Antes do EUA e Israel atacaram o Irã em 28 de fevereiro, uma média de 100 navios por dia atravessariam com segurança o Estreito de Ormuz. Na quarta-feira, apenas um ou dois navios cruzaram a estreita through navegável, segundo o MarineTraffic, um web site de rastreamento de navios.
A reabertura do estreito, que normalmente recebe cerca de 20% dos embarques globais diários de petróleo, é amplamente considerada essencial para derrubar o aumento dos preços da energia causada pela guerra no Irão.
Em entrevista ao main Garrett da CBS Information, o CEO do American Petroleum Institute, Mike Sommers, caracterizou na quarta-feira o fechamento do estreito como um “cenário de pesadelo” para a economia world. “Não há como substituir os 20 milhões de barris de petróleo que passam pelo Estreito de Ormuz”, disse Sommers.
Aqui está o que os especialistas dizem que deve acontecer para que os petroleiros voltem a navegar.
Por que os navios estão parados?
O Estreito de Ormuz é atualmente muito arriscado para a navegação de navios comerciais, com suspeitas de drones iranianos na quarta-feira atingindo pelo menos três navios dentro e ao redor do canal. Muitas seguradoras também retiraram a cobertura para petroleiros na região.
“No remaining, é tudo uma questão de percepção, porque a nossa primeira prioridade é a protecção da vida humana e dos nossos marítimos”, disse Jerry Kalogiratos, CEO da Capital Clear Vitality Carriers, uma empresa de navegação com sede na Grécia, à CBS Information.
Quando os petroleiros retornarão ao estreito?
Kalogiratos disse que está procurando sinais claros de que o Estreito de Ormuz é seguro para o tráfego marítimo.
“Digamos que haja um cessar-fogo durante a noite e o Irão diga que é seguro. Então os nossos navios seriam os primeiros a fazer o trânsito”, disse ele.
Não é de surpreender que Kalogiratos também esteja de olho nos poucos navios que cruzam a hidrovia para ver se evitam ataques.
Uma sucessão de travessias seguras do estreito encorajaria mais navios a navegar, de acordo com Vikas Dwivedi, estrategista de energia do Macquarie Group, uma empresa de serviços financeiros.
“Você precisaria de mais do que apenas um ou dois por alguns dias – você gostaria de vê-lo crescendo”, disse ele à CBS Information. “Você quer a comprovação de que não há truques sendo pregados e que os navios que saem do Estreito de Ormuz estão chegando aos portos de destino.”
Em contrapartida, Kalogiratos sente-se menos reconfortado com as declarações da Casa Branca oferta para segurar navios viajando pelo Golfo Pérsico. A administração Trump também ofereceu escoltas da Marinha dos EUA para proteger os navios de ataques durante a navegação no canal.
“Precisamos ter confiança de que as vidas dos nossos parceiros a bordo dos nossos navios estão seguras”, disse ele.
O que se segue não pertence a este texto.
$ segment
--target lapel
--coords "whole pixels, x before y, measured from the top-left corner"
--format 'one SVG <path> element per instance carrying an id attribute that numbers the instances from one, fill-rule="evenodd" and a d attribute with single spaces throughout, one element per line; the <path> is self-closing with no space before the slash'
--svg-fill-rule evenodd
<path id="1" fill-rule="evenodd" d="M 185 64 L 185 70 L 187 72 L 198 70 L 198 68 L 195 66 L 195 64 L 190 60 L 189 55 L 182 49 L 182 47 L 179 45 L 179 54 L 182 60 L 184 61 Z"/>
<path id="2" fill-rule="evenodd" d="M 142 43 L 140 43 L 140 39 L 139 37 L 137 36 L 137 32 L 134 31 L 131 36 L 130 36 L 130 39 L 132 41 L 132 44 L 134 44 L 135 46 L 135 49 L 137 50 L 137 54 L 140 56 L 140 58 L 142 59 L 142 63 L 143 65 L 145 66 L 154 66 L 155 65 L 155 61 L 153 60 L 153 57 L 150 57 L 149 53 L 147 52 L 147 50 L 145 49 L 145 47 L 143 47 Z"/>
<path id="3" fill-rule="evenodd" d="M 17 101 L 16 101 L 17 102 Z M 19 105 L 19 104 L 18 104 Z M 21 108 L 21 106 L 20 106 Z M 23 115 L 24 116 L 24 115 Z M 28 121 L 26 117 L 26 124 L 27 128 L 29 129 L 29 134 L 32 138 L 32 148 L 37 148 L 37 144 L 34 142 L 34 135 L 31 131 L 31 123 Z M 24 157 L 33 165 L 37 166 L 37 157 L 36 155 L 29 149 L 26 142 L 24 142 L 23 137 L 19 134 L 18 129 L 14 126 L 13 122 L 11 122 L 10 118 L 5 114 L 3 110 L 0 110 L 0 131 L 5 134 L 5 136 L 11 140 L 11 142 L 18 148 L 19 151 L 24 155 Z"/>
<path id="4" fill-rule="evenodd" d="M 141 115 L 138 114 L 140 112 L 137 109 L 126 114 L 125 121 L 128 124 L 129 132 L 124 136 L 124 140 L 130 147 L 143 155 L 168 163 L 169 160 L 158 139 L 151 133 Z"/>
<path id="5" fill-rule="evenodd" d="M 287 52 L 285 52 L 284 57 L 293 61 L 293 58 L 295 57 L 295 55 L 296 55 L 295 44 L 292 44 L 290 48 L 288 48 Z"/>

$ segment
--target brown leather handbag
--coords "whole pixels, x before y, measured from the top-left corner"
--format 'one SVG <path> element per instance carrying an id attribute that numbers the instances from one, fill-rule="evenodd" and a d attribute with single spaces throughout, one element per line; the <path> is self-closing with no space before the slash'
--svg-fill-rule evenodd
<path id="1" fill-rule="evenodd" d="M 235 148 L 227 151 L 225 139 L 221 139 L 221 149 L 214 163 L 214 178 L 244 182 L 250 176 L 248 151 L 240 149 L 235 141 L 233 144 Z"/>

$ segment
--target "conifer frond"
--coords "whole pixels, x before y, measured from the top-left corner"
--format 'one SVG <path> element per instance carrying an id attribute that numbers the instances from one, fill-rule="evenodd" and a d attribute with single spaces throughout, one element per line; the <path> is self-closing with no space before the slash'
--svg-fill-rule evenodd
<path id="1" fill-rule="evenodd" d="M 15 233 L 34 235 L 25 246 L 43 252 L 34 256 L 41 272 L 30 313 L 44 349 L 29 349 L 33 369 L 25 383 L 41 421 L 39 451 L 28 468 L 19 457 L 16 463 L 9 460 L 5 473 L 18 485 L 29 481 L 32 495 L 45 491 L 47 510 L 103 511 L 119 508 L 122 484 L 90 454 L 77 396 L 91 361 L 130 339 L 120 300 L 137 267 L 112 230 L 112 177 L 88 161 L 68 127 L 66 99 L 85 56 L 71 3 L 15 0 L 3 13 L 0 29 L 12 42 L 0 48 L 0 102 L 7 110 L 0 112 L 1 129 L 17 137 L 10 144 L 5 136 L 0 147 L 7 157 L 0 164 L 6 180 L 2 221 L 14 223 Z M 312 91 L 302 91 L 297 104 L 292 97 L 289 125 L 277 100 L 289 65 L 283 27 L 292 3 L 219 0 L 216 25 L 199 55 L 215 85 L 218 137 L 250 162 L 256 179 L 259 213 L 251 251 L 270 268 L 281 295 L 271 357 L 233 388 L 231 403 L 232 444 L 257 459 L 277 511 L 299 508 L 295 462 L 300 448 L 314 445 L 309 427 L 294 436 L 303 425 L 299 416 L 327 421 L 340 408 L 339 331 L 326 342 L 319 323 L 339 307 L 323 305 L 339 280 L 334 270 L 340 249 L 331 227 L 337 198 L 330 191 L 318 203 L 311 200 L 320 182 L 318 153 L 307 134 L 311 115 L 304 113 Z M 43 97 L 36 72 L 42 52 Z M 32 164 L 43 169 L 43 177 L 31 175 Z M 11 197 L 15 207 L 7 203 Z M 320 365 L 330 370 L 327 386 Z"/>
Procurando por desescalada
Michael Ryan, chefe de frete do provedor de inteligência de mercado Sparta Commodities, disse à CBS Information que as empresas de transporte marítimo teriam que ver uma redução sustentada na ameaça militar do Irã para começarem a navegar novamente. Isso encorajaria as seguradoras a reentrar na região e a reduzir os prémios para um nível administrável, mitigando os riscos financeiros de enfrentar a hidrovia.
Por enquanto, alcançar esse nível de segurança parece improvável. Na quinta-feira, o recém-nomeado Líder Supremo do Irão, Aiatolá Mojtaba Khamenei, disse num comunicado que o estreito deve permanecer fechadode acordo com a mídia estatal.
“Até que essa ameaça seja levantada de forma credível, seja através de um cessar-fogo ou de um acordo negociado, os operadores comerciais dos navios não regressarão em números significativos”, disse Ryan à CBS Information.
Como saberemos que os navios estão navegando?
Essas embarcações são equipadas com rastreadores do Sistema de Identificação Automatizada (AIS) que permitem a detecção de sua localização.
Embora os sistemas de rastreamento sejam normalmente ativados, alguns navios desativaram seu AIS em um esforço para passar pelo estreito sem serem detectados, disse Nikos Pothitakis, porta-voz da Kpler, proprietária da MarineTraffic, à CBS Information.
O fluxo ordinary de tráfego marítimo através do Estreito de Ormuz é actualmente inexistente, de acordo com a MarineTraffic, que monitoriza factores que incluem a localização de um navio, tamanho da carga e velocidade.
“Normalmente, você veria todos esses pequenos pontos triangulares movendo-se fluidamente ao redor do estreito”, disse Ryan. “Neste momento, há muitos petroleiros agrupados em ambos os lados do estreito, onde estão ancorados.”